From the outside, Yale's Payne-Whitney Gymnasium looks like a cathedral. On the first floor it resembles the great hall of a medieval castle, and on the second floor there is a trophy room that looks like the grand council chamber in a movie version of Hamlet. The only thing which gives Payne-Whitney away as a place of athletics is the faint odor of perspiration which pervades the whole place.
Probably the best way to find out why Payne-Whitney is the greatest gymnasium in the country is to take an elevator to the top of its neo-Gothic tower and then work down.
The tenth and highest floor is a solarium. It is set under a system of skylights and is bounded on four sides by the complicated masonry which inevitably goes with Gothic architecture.
Two consecutive floors below are devoted to boxing enthusiasts. The ninth level contains a punching bag room and by the eight floor, the tower has widened enough to allow space for five boxing rings. Pictures of greats of pugilism surround the rings, perhaps for aesthetic reasons, or perhaps for inspiration.
The seventh floor is a court for fencers and the sixth floor is a wrestling room. None of these facilities is anything any big university gym does not have. Payne-Whitney just has more of them.

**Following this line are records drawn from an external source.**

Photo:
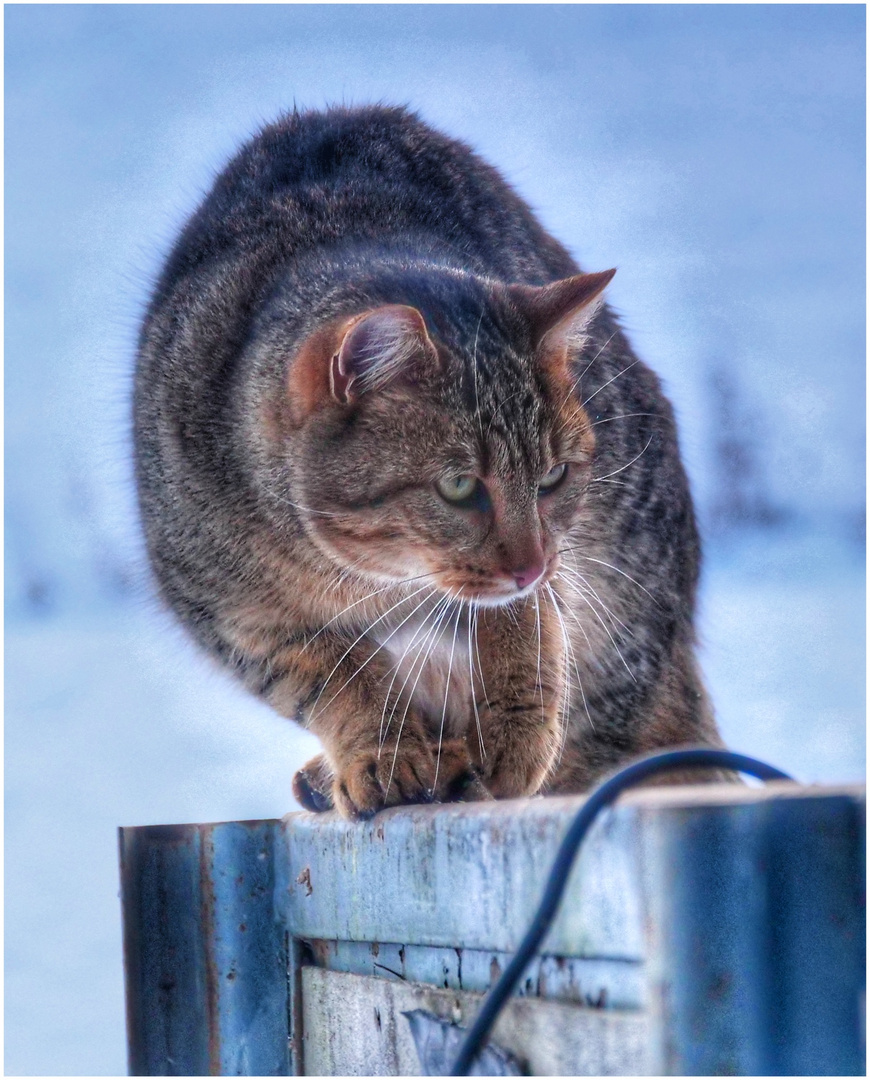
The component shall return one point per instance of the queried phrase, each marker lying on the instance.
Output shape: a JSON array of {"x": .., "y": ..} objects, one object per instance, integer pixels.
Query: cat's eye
[
  {"x": 457, "y": 488},
  {"x": 552, "y": 480}
]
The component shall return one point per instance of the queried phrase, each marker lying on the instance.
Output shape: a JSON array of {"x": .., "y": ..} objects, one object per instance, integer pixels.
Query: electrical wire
[{"x": 599, "y": 798}]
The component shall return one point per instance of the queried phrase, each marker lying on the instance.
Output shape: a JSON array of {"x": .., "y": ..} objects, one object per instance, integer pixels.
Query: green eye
[
  {"x": 457, "y": 488},
  {"x": 553, "y": 478}
]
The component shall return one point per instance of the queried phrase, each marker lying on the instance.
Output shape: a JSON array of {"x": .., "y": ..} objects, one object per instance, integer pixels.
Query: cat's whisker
[
  {"x": 568, "y": 610},
  {"x": 603, "y": 385},
  {"x": 472, "y": 624},
  {"x": 598, "y": 480},
  {"x": 309, "y": 510},
  {"x": 575, "y": 580},
  {"x": 446, "y": 696},
  {"x": 410, "y": 696},
  {"x": 607, "y": 631},
  {"x": 538, "y": 625},
  {"x": 397, "y": 667},
  {"x": 601, "y": 562},
  {"x": 363, "y": 599},
  {"x": 586, "y": 368},
  {"x": 357, "y": 640},
  {"x": 566, "y": 705},
  {"x": 624, "y": 416},
  {"x": 436, "y": 615}
]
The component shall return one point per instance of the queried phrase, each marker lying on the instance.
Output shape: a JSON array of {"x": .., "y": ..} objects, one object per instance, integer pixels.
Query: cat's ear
[
  {"x": 342, "y": 360},
  {"x": 378, "y": 348},
  {"x": 563, "y": 309}
]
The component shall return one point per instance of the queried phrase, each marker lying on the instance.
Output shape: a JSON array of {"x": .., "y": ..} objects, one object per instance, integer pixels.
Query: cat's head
[{"x": 445, "y": 442}]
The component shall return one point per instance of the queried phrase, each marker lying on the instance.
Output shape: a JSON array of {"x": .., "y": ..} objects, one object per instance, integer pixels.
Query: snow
[{"x": 714, "y": 153}]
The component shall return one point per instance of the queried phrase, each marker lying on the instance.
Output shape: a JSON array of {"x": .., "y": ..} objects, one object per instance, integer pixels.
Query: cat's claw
[{"x": 419, "y": 774}]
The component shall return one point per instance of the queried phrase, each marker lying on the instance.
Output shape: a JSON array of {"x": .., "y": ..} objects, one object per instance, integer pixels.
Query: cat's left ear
[{"x": 562, "y": 310}]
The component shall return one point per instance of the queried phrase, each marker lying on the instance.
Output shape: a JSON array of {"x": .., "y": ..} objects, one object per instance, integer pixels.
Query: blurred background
[{"x": 714, "y": 153}]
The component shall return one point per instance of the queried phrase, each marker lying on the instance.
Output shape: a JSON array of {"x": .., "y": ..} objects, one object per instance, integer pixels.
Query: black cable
[{"x": 601, "y": 797}]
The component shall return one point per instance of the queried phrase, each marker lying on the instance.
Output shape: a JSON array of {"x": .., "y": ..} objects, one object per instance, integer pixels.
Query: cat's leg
[
  {"x": 312, "y": 785},
  {"x": 518, "y": 694},
  {"x": 375, "y": 743}
]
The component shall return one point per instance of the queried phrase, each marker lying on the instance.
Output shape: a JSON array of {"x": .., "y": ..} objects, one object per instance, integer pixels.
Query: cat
[{"x": 400, "y": 472}]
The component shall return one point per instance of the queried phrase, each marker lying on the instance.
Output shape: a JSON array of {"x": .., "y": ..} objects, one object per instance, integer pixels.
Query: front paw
[
  {"x": 371, "y": 781},
  {"x": 312, "y": 785},
  {"x": 458, "y": 778},
  {"x": 520, "y": 761}
]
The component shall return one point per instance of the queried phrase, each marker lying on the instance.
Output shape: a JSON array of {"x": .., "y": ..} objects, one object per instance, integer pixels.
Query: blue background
[{"x": 714, "y": 153}]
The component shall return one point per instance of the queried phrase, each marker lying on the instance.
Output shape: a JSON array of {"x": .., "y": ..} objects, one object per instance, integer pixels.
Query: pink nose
[{"x": 528, "y": 575}]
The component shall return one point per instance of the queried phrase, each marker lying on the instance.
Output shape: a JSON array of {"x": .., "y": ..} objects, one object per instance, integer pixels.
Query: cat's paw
[
  {"x": 312, "y": 785},
  {"x": 520, "y": 761},
  {"x": 372, "y": 781},
  {"x": 458, "y": 778}
]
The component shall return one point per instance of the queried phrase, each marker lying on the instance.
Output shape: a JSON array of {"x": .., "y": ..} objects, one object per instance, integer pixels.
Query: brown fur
[{"x": 361, "y": 315}]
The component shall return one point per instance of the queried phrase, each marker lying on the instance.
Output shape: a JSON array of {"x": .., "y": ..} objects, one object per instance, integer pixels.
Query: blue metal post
[
  {"x": 205, "y": 957},
  {"x": 758, "y": 928}
]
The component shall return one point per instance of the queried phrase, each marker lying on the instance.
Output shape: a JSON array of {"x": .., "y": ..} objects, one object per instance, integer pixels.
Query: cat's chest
[{"x": 429, "y": 664}]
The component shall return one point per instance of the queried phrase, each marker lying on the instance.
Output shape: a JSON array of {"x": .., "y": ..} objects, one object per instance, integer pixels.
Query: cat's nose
[{"x": 528, "y": 575}]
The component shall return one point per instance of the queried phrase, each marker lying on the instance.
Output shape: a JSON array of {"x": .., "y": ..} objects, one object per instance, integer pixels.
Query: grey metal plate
[
  {"x": 470, "y": 874},
  {"x": 354, "y": 1026}
]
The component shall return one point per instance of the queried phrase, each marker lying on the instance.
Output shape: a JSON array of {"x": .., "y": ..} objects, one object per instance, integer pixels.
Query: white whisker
[
  {"x": 616, "y": 376},
  {"x": 446, "y": 694},
  {"x": 598, "y": 480}
]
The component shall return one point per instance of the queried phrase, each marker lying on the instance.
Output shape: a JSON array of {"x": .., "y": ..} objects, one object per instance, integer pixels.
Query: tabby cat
[{"x": 400, "y": 472}]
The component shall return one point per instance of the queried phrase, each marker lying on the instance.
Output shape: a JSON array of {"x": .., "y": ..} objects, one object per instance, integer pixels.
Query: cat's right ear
[
  {"x": 341, "y": 362},
  {"x": 378, "y": 348}
]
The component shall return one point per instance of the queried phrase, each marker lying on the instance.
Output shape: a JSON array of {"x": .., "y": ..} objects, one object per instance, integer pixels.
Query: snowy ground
[{"x": 117, "y": 720}]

A fifth floor, the last in the tower, harbors an exercise room with mats, ropes, swedish boxes, and all sorts of other gymnastic equipment. It isn't until the fourth floor that the gym widens out and shows what its got that other gymns don't have. The fourth and third levels contain squash courts, three swimming pools, exercise rooms, steam rooms, and every conceivable gymnastic device that athletic directors at Yale have been able to think of.
The gym even has a vault like door on every floor that opens up to chute for soiled towels. A lady visitor to the gym once said to her date, when she first spotted one of the towel disposal doors, "What is this, another secret society?"
When it was abuilding in the 30's, Payne-Whitney cost Yale about $5,000,000 unequipped. Now the cost of building a similar gym would run to about $18,000,000.
Its three pools provide swimming facilities for about 200 men each day according to Hob Kiphuth, Yale's swimming coach and former director of athletics. One of the three pools is an exhibition pool set in an amphitheater whose almost verticle rows of seats accommodate about 2200. A movable concert partition between the two practice pools allows adjusting of their lengths.
The gym can hold about 1500 people at a time though this limit is never reached. During the winter, however, 45 percent of Yale undergraduates exercise there three times a week and during other seasons, 35 percent make use of the stone wonder.
So ample are the facilities in Payne-Whitney that New Haven's citizenry are permitted to use it as a place to exercise. All freshmen generally use the gym between Thanksgiving and spring vacation when they have to fulfill their physical training requirements.
Probably the only objection that Yale undergraduates can muster toward their gym is that it has only three-basketball courts, far too few in comparison with the abundance of everything else.